Everything worked out for me in my particular situation at this conference, but it took work. After several emails, I was eventually able to convince them to make an exception and allow me to pay by cash on arrival, but I still had to go through the process of explaining to them why I have no Paypal account, why I could try making a new one, but it wouldn’t work, and that I wasn’t just being a technophobe or difficult to work with on purpose. I was tempted to just opt out of the sessions because I didn’t want to go through the embarrassment of explaining my situation.

And my problem with Paypal was a “respectable” one—it’s just some weird mistake that I’ve never been able to resolve with Paypal. Now imagine trying to navigate a barrier to academic participation like that if you were a person whose Paypal account was closed because you got caught using it for sex work.
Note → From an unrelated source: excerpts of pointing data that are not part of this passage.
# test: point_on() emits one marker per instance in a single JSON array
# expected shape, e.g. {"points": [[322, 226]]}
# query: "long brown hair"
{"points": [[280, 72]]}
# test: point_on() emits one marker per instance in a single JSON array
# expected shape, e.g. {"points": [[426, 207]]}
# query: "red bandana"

Do you think you’d even try to explain that to a conference organizer? Or would you just sit those sessions out?

tl;dr—When you use services provided by tech companies, you may be putting up barriers to entry for others that you are unaware of.

Alternatives—This section was about money, and there aren’t that many good solutions. Accept cash. And when someone asks for special accommodation, don’t ask them to justify it.


Technology isn’t neutral. It’s built by people, who have their own biases, agendas and blind-spots. If we really value academic freedom, and we want to encourage diversity in academic thought, we need to be very critical about the technology that we adopt at the institutional level.